I guess she was quite the rocket scientist and fell for this prose, because she went along with it…yet started screaming when he started sucking on her toes. He forgot to mention that part of the deal.
Now, a few things here…
First of all, if I am reading this correctly, he asked if she painted her toenails…thus she had shoes on rather than flip flops. Therefore, she actually had to go through the motion of taking her shoes off for this. At no point did she ever stop to think this was odd? Apparently not. I hope she was in the shoe section of the store at least, so this makes a fraction of an ounce of sense to me. Otherwise this occurred somewhere in the middle of a random aisle. I am picturing her standing there leaning against the Wile E. Coyote car floor mats with the flames on them while he sucks her toes…and I am pretty disgusted for having to even picture that.
Secondly, if she actually watched America’s Funniest Videos, she would know that videos are viewer submitted, not done by people that work there. Did she see a camera crew anywhere while she peeled her shoes and socks off? I am going with no…unless he was crafty and was filming it himself with his cell phone. Did she think this was going to be her big break in the entertainment field and she could finally leave Georgia behind? She really is getting stupider by the minute. (Yes, stupider is a word…I looked it up!)
Finally, I wonder how long before she felt he crossed the line. Did this go on for a few minutes before her synapses actually started firing for a second or was her mortification immediate? She seems incredibly dumb, so I am going to go with the synapse guess. There’s no way she was there shopping for furnishings for her new dorm room at Yale…just saying.
Said toe-sucker only stopped when she started screaming, but not before he told her, “It tasted so good though!” before he ran away. Gahhhhhh!
This whole story is bananas to me on way too many levels. The only part that makes sense is that this occurred in a WalMart. Of course it did. Why wouldn’t it? This shit would never happen at Lord and Taylor, because it’s a totally different crowd that shops there. When I go to my local WalMart, I refuse to even make eye contact with the freaks around me..never mind converse. Uh-uh…not happening. (I do side-eye everybody though, just for my own personal laughs!)
I know one thing for sure…this would never happen in a WalMart in NJ. This guy would get his jaw kicked clean off his face just for the attempt. It’s how we roll.

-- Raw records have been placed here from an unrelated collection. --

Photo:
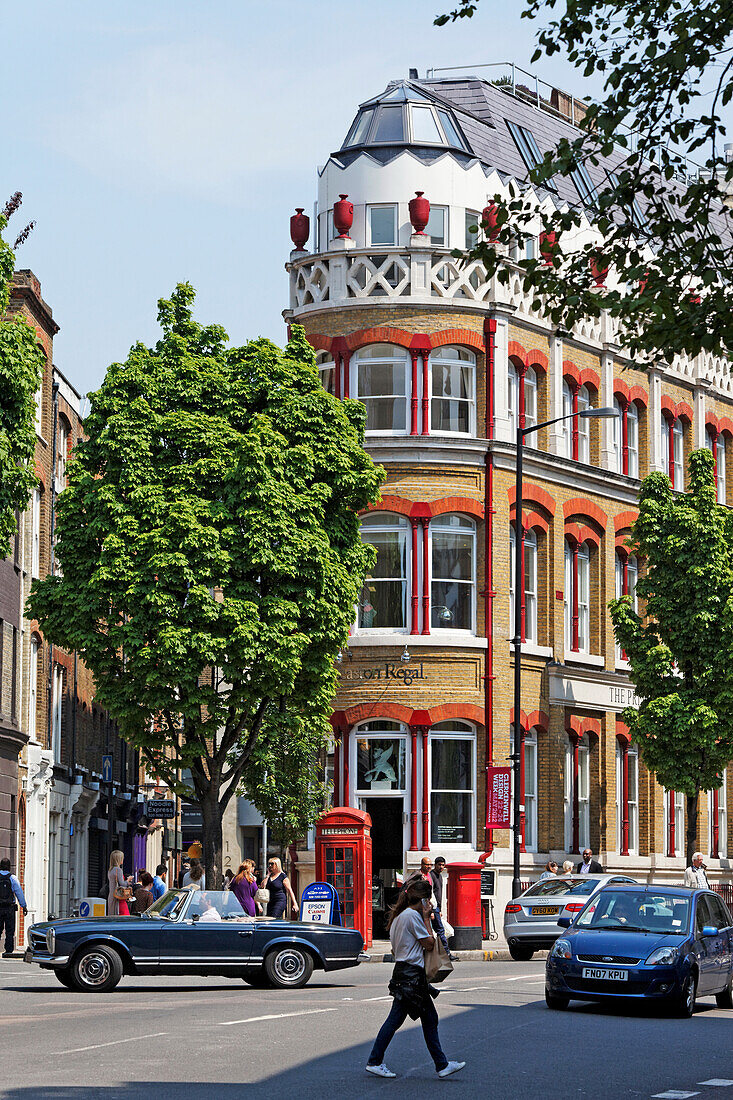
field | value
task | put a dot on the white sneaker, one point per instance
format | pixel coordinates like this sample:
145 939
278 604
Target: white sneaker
452 1067
380 1070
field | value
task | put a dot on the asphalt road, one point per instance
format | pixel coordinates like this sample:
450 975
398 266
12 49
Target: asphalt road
192 1038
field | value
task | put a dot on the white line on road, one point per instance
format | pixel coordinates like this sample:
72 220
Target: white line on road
115 1042
276 1015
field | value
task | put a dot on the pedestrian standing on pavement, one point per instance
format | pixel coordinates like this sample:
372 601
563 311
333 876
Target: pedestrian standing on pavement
588 865
244 887
695 876
119 887
159 882
411 936
10 891
279 884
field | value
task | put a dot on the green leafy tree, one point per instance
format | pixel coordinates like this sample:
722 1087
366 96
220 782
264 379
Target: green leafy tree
681 652
666 70
284 779
210 551
21 365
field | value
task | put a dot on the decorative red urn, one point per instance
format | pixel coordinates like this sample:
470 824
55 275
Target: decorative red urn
299 228
598 272
343 216
489 217
547 242
419 211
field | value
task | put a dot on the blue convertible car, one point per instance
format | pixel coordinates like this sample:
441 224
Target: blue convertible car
663 944
190 932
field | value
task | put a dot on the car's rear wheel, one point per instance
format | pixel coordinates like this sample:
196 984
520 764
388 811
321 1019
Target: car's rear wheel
288 966
685 1001
96 969
724 999
65 977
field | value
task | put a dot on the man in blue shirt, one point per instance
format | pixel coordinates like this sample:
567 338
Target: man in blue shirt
159 881
10 889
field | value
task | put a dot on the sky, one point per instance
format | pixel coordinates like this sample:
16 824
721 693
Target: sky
160 142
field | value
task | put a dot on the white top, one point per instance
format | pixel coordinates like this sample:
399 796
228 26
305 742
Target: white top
405 933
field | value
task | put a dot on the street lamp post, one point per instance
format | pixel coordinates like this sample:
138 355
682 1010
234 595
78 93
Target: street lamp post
516 641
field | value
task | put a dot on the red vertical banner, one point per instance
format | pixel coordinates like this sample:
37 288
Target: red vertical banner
499 801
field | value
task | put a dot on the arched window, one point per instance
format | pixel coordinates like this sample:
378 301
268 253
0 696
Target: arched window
382 383
529 606
577 596
452 784
381 756
452 405
383 600
326 371
522 392
452 582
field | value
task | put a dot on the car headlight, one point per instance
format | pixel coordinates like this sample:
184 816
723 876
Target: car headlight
663 956
561 949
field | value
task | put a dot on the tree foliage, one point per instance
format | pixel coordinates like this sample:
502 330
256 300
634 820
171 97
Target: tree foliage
210 551
664 227
21 366
681 651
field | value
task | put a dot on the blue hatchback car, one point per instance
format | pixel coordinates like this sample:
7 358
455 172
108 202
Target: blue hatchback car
664 944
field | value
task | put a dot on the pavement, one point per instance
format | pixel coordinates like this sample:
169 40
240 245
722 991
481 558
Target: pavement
210 1037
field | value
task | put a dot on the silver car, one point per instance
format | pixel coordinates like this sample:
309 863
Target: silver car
531 920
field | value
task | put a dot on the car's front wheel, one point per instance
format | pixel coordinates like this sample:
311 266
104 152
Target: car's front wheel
685 1001
724 999
288 967
96 969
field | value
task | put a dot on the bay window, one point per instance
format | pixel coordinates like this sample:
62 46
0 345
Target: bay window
452 582
452 766
382 384
452 405
577 596
529 604
383 598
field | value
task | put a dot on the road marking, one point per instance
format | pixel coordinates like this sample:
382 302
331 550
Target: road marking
275 1015
116 1042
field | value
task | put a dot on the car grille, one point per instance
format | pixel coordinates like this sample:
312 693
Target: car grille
609 958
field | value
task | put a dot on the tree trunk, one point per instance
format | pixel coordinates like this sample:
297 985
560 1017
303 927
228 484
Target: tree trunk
212 840
691 835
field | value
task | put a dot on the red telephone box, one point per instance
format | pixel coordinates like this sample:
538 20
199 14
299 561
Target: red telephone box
343 858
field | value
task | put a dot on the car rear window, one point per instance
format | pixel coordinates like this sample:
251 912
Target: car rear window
556 888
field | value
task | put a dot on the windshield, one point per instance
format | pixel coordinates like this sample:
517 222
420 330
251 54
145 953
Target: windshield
553 888
646 911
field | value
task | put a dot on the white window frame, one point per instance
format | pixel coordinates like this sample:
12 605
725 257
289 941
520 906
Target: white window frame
531 799
400 354
437 525
383 206
393 521
35 532
470 402
461 732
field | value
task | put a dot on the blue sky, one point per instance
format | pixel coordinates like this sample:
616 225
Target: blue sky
157 142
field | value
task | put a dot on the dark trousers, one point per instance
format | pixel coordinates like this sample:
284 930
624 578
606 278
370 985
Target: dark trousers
8 925
394 1022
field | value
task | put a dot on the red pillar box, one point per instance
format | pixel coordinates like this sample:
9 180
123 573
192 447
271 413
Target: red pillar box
465 904
343 858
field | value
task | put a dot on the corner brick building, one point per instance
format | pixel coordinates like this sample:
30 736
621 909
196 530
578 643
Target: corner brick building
445 361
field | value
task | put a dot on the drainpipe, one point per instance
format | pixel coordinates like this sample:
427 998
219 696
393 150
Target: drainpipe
489 337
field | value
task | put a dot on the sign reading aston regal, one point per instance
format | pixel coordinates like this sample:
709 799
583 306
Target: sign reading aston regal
499 798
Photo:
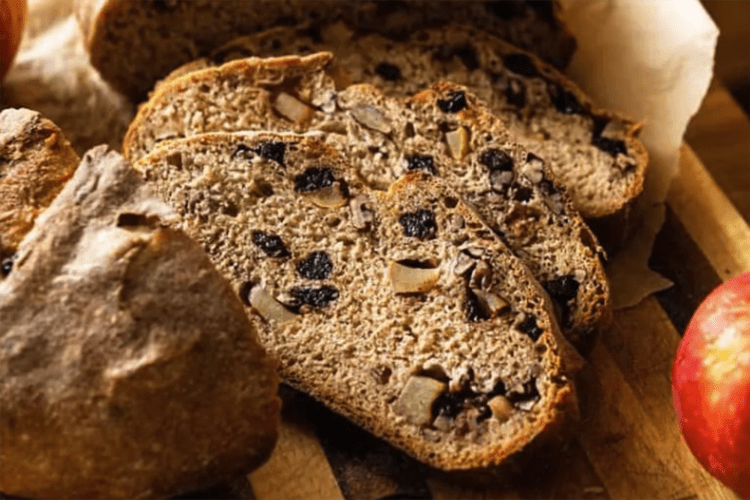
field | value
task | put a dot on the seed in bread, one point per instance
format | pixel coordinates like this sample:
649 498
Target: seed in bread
384 138
352 300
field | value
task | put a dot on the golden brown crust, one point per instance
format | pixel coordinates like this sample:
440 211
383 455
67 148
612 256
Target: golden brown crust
338 390
142 376
35 163
132 147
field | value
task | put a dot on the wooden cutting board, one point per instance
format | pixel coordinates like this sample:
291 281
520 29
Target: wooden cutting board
628 444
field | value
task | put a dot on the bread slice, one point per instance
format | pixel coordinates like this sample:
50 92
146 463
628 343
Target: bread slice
384 138
400 310
133 43
35 163
128 366
595 153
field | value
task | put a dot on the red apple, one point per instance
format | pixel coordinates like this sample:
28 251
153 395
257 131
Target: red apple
12 20
711 384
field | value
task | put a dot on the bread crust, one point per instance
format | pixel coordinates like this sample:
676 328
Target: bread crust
469 57
129 45
175 102
306 349
128 367
35 163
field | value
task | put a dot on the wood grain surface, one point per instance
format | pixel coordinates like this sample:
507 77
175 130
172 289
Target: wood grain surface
628 443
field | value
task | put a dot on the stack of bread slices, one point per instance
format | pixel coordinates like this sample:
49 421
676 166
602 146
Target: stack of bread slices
402 211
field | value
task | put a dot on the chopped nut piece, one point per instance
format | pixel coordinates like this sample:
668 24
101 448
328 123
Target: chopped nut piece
405 279
491 303
372 118
417 397
533 169
268 307
329 197
463 263
501 408
481 276
458 143
361 216
293 109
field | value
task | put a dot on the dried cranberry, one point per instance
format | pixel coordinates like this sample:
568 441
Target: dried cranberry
521 64
7 266
316 266
422 162
389 72
419 224
494 159
530 327
313 179
563 290
565 101
316 297
474 310
523 194
273 151
507 9
456 102
271 244
448 404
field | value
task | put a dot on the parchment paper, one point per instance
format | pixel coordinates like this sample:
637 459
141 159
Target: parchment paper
652 60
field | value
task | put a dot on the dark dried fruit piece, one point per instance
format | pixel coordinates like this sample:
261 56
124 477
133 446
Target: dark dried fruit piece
389 72
316 266
422 162
244 292
530 392
474 310
563 290
7 266
507 9
271 244
521 64
530 327
515 93
273 151
419 224
565 102
316 297
494 159
456 102
523 194
313 179
613 147
449 404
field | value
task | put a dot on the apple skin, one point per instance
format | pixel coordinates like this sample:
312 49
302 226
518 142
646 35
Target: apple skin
12 21
711 384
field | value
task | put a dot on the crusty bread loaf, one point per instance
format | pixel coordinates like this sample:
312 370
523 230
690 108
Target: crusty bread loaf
35 163
400 310
446 131
133 43
128 367
593 152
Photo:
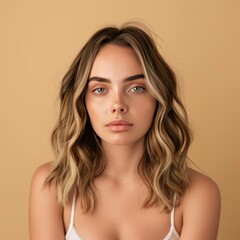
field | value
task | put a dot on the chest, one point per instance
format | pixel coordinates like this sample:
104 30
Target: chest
120 215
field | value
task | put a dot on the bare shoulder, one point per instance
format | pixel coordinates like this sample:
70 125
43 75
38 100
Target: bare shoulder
201 208
45 213
41 174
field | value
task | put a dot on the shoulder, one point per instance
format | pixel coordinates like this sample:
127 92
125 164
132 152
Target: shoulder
45 213
40 174
201 208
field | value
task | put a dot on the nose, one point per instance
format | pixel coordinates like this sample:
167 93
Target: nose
119 106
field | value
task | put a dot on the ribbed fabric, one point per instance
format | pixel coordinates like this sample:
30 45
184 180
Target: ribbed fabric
72 233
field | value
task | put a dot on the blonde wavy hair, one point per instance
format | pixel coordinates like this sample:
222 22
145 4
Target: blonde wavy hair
163 166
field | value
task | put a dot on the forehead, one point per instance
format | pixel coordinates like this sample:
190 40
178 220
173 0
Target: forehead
114 59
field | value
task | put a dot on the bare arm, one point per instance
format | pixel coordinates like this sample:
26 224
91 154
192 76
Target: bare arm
201 209
45 214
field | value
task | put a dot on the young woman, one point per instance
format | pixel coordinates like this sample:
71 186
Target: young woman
121 143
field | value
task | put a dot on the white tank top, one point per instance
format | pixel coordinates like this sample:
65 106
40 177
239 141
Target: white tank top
72 233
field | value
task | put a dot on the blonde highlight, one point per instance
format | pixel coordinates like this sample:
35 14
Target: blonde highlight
163 167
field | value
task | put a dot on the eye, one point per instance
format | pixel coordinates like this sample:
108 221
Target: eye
99 90
137 89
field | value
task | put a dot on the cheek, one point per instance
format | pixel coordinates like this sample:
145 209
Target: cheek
96 109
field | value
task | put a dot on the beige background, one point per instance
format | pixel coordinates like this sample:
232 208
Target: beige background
38 41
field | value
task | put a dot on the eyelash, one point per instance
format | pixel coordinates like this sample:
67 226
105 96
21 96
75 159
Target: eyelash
96 90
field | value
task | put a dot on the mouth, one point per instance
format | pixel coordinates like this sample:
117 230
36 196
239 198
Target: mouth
118 125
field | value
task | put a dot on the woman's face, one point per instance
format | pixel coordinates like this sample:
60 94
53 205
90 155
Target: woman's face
119 106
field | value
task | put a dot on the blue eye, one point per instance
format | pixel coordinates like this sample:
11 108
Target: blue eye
99 90
137 89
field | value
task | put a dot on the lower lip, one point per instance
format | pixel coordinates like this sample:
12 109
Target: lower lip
119 128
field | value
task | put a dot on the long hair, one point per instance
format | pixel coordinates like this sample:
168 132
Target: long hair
163 166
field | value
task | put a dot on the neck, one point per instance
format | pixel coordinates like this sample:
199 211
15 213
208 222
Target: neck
122 161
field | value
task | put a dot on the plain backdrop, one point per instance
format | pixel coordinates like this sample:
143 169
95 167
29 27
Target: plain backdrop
38 41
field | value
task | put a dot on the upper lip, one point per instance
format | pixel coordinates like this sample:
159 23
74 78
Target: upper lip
119 122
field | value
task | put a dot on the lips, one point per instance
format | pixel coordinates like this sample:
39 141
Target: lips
119 125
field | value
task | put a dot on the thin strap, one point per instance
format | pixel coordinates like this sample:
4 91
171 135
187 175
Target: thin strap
172 217
71 218
173 211
72 212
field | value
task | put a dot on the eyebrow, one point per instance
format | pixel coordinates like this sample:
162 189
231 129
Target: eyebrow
128 79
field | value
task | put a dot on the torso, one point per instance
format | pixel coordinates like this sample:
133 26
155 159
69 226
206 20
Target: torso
119 215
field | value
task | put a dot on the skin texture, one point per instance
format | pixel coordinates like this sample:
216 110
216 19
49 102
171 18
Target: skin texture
120 191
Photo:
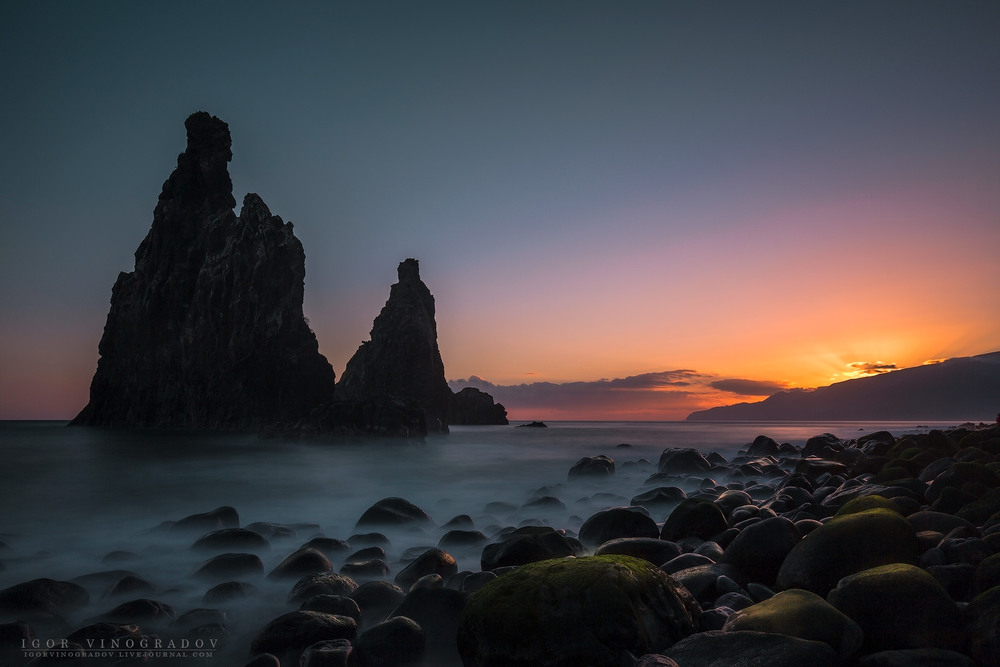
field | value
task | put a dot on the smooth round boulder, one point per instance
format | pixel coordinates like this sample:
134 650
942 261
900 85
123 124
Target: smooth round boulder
660 499
228 591
327 653
377 599
43 595
290 634
459 538
321 584
983 627
652 549
716 648
338 605
232 539
393 512
617 522
899 606
303 562
846 545
526 545
694 517
437 611
230 565
598 610
397 642
683 461
801 614
916 657
432 561
759 549
593 466
217 519
142 612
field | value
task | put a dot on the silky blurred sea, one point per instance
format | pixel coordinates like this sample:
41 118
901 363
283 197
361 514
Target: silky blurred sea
95 487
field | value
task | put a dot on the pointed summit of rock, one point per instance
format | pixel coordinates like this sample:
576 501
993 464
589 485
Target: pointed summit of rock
207 332
402 358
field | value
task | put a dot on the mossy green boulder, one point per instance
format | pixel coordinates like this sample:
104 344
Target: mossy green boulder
575 612
864 503
845 545
899 606
801 614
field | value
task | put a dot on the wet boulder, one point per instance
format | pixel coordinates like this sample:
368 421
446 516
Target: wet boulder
846 545
229 591
321 584
760 548
232 539
801 614
982 618
683 461
651 549
526 545
437 611
142 612
899 606
617 522
660 499
593 466
717 648
301 563
568 612
397 642
339 605
394 512
43 595
206 522
916 657
694 517
432 561
377 599
327 653
290 634
230 566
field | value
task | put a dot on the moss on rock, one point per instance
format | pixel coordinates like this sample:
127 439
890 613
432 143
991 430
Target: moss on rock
575 611
848 544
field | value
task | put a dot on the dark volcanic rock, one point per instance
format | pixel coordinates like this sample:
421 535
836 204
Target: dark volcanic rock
472 406
599 610
402 358
207 332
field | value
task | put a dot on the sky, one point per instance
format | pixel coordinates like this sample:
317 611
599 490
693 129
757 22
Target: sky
625 210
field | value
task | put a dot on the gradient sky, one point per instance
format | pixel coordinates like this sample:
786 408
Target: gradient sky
633 209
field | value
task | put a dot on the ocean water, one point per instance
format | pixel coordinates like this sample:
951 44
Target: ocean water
69 496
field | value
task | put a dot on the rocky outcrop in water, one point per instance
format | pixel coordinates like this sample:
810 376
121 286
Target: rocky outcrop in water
473 406
207 332
402 358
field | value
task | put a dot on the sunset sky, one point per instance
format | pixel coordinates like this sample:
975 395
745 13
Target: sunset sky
624 210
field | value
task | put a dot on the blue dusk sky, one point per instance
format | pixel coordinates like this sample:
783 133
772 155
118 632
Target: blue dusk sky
643 208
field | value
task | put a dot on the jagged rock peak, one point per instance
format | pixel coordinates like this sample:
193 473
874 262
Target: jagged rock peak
208 331
402 358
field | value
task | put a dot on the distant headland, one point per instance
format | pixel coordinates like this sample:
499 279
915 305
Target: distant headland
208 333
957 389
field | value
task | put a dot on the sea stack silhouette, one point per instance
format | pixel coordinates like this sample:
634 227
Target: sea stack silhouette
207 332
402 358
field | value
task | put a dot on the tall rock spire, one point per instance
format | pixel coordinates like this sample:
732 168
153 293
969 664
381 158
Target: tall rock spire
402 358
207 332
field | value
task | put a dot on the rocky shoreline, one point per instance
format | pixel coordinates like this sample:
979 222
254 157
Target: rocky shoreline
876 551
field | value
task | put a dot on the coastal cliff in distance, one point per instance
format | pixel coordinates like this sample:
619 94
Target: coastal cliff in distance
959 389
208 332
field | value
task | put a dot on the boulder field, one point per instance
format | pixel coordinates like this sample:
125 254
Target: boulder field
876 551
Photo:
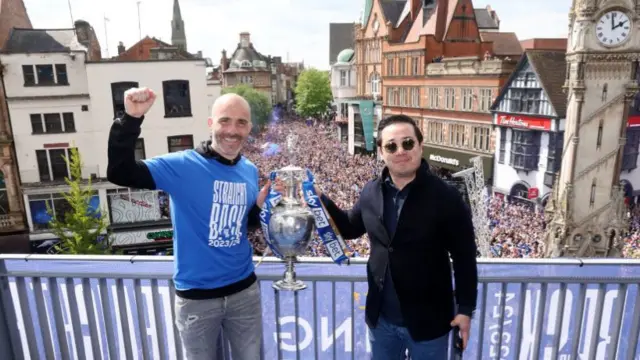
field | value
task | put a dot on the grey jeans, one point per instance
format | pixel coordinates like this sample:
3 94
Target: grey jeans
239 315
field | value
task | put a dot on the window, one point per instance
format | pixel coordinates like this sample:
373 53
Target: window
177 100
415 65
524 100
179 143
467 99
52 165
403 96
53 123
415 97
450 98
435 131
554 157
29 75
139 149
503 145
45 75
434 98
390 65
485 100
630 154
375 84
117 96
128 206
343 78
61 74
599 138
456 135
525 150
4 199
58 205
481 138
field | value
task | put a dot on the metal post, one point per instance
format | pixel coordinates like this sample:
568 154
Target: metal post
10 345
474 181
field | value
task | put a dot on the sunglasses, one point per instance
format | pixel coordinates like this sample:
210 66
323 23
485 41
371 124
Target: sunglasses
407 145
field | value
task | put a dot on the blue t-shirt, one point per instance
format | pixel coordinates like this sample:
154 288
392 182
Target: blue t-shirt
210 202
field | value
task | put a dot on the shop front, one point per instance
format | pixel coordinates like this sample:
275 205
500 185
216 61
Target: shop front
455 161
157 241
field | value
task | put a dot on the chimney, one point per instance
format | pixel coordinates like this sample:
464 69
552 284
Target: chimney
87 37
245 39
223 61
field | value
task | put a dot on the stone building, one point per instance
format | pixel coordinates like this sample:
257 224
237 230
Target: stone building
13 14
247 66
441 68
587 214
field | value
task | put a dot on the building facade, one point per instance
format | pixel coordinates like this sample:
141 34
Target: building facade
343 88
529 120
588 215
13 14
247 66
76 110
438 69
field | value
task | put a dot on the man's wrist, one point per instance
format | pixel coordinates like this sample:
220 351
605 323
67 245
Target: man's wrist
466 310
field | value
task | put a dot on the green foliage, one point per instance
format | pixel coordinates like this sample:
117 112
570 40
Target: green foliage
313 93
83 229
259 102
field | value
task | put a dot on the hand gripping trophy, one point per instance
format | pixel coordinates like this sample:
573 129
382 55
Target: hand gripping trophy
288 225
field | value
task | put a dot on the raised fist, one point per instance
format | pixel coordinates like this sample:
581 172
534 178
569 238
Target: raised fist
137 101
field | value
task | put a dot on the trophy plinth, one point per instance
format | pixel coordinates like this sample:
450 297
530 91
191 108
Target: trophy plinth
291 226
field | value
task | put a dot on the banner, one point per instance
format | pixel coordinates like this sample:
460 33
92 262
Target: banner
334 322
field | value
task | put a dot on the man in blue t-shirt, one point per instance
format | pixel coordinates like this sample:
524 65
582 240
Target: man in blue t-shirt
214 200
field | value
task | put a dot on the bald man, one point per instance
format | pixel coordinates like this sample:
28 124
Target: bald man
214 200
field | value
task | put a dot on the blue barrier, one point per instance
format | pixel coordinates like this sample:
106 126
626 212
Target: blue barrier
333 327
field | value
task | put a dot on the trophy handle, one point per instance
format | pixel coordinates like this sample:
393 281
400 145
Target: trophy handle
289 282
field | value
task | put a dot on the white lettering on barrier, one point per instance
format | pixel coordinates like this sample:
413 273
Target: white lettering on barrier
532 306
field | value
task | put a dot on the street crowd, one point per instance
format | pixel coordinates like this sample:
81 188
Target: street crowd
517 230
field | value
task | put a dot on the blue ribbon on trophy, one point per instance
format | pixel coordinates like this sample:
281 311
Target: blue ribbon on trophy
326 230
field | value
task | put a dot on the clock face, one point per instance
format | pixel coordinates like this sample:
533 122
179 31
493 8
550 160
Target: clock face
613 28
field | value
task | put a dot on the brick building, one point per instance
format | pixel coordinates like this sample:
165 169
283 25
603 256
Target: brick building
441 68
13 14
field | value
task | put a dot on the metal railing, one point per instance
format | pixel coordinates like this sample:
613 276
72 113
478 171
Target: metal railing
121 307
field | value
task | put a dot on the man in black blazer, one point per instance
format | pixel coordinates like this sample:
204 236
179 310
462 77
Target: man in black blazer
416 223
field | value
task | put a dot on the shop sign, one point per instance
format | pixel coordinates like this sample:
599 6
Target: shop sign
160 235
444 160
633 121
525 122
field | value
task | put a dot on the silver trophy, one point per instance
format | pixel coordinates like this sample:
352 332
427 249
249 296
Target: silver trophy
292 224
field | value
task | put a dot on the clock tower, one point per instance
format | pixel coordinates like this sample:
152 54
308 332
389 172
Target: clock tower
586 215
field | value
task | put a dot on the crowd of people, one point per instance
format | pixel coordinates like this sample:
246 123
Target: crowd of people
517 230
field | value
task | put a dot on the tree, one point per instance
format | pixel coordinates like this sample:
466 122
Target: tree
83 230
259 102
313 93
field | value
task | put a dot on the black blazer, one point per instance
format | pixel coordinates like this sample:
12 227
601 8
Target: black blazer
434 224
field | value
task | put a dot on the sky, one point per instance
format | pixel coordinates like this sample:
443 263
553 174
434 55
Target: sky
297 30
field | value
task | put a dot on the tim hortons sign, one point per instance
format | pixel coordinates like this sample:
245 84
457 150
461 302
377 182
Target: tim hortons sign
525 122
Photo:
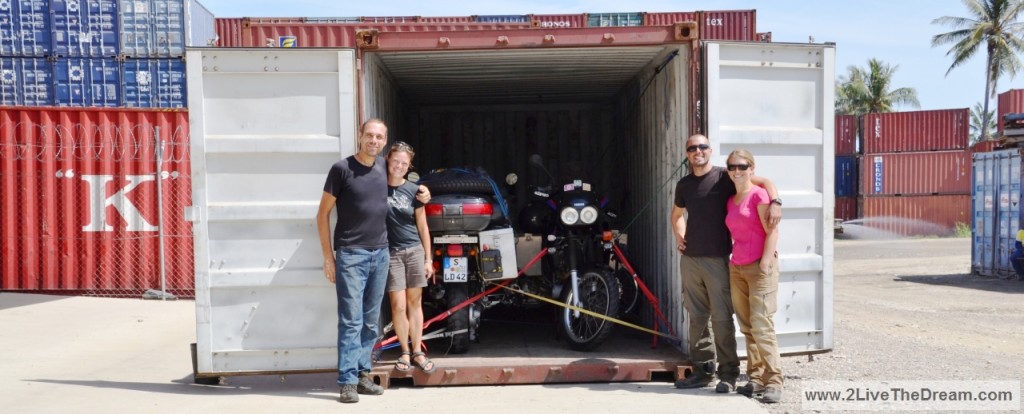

I’m totally scanning the news for a follow-up on this. I’m dying to see what both this genius girl and toe-sucker look like. Every WalMart has cameras, don’t they?
I don’t know about you, but this inquiring mind needs a follow up here!
Toe-sucking…and random toe-sucking at that…ick.
******Since posting this, I have come across the following information:
* She went along with it because he offered to pay for her purchase, up to $100, and she is unemployed. (Still unacceptable)
* I also found out some more about the guy who did it. He’s a registered sex offender who has done this before. (That really shouldn’t be too much of a shock.) Now, I really hope someone kicks his jaw clean off his face, and then some. Douchebag.